La revue Alternatives Humanitaires lance un appel à contributions pour le dossier de son 29e numéro, à paraître en juillet 2025 et qui sera consacré au thème : « ONG et communication : défis et stratégies à l’ère des fake news et de la « post-vérité »» (titre provisoire). Si vous êtes travailleur.euse ou chercheur.euse dans le domaine de l’humanitaire et que vous souhaitez soumettre un projet d’article sur ce sujet, merci d’envoyer un résumé de votre problématique ainsi qu’un plan provisoire (deux pages maximum) et une courte biographie avant le 22 janvier 2025, à l’adresse mail suivante : contact@alternatives-humanitaires.org.

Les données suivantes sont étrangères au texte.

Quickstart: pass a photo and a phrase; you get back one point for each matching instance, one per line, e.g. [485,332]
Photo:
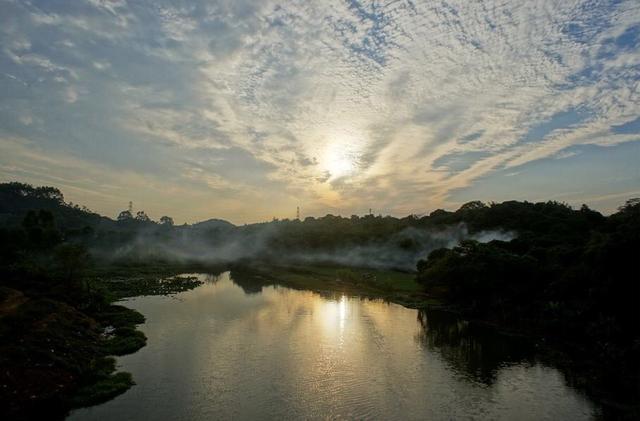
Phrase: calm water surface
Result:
[221,351]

Une réponse vous sera adressée au plus tard le 27 janvier 2025.
Les articles finalisés — rédigés en français ou en anglais — devront être soumis avant le 26 mai 2025 et compter autour de 2 200 mots (en anglais) ou 2 400 mots (en français), notes de bas de page comprises. Sept à huit articles environ seront retenus pour ce Focus.
Pour chaque numéro, nous étudions également les articles en lien avec l’action humanitaire qui explorent d’autres sujets que celui proposé dans le dossier. Ils pourront être publiés dans les rubriques Perspectives, Transitions, Innovations, Éthique, Reportage ou Tribune. Nous vous invitons à nous faire parvenir vos propositions.
ONG et communication : défis et stratégies à l’ère des fake news et de la « post-vérité »
Un dossier Focus copiloté par Valérie Gorin – Directrice des programmes au Centre d’Études Humanitaires de Genève et membre du Comité de rédaction d’Alternatives Humanitaires – et Dana Popescu-Jourdy – Présidente de Communication Sans Frontières et membre du Conseil scientifique d’Alternatives Humanitaires –, avec Boris Martin, rédacteur en chef
Les relations entre médias et acteurs humanitaires – depuis longtemps observées, analysées et/ou critiquées – sont marquées par une interdépendance stratégique, mais aussi par des défis liés à l’indépendance et à la véracité des informations. Au cours des cinquante dernières années – si l’on considère seulement l’émergence du mouvement sans-frontières en France –, les relations entre les médias et l’humanitaire ont évolué de manière significative. Si les journalistes ont souvent été des soutiens engagés dans les années 1970, les crises humanitaires ont été principalement relayées par des reportages sensationnalistes au cours des années 1980, comme lors de la famine en Éthiopie en 1984-1985. Et puis, au diapason de la création de la Direction générale pour la protection civile et les opérations d’aide humanitaire européennes de la Commission européenne (ECHO) en 1992, les organisations humanitaires ont davantage professionnalisé leurs relations publiques dans les années 1990[1]Rony Brauman et René Backmann, Les Médias et l’humanitaire, CFPJ, 1996 ; Susan Moeller, Compassion Fatigue. How the Media Sell Disease, Famine, War and Death, Routledge, 1999. Faisant face aux critiques sur leur dépendance aux médias tout en devant affronter différentes crises qui altèrent leur image, les acteurs humanitaires ont repensé leurs stratégies de communication pour concilier efficacité et éthique[2]Jonathan Benthall, Disasters, Relief and the Media, Sean Kingston Publishing, 1993 ; Johannes Paulmann (ed.), Humanitarianism and Media. 1900 to the Present, Berghahn Books, 2019.. L’émergence d’Internet et des réseaux sociaux dans les années 2000 a transformé le paysage, permettant aux organisations de devenir elles-mêmes des médias, en publiant directement leurs messages et contenus journalistiques pour constituer, fidéliser et mobiliser leurs communautés en ligne.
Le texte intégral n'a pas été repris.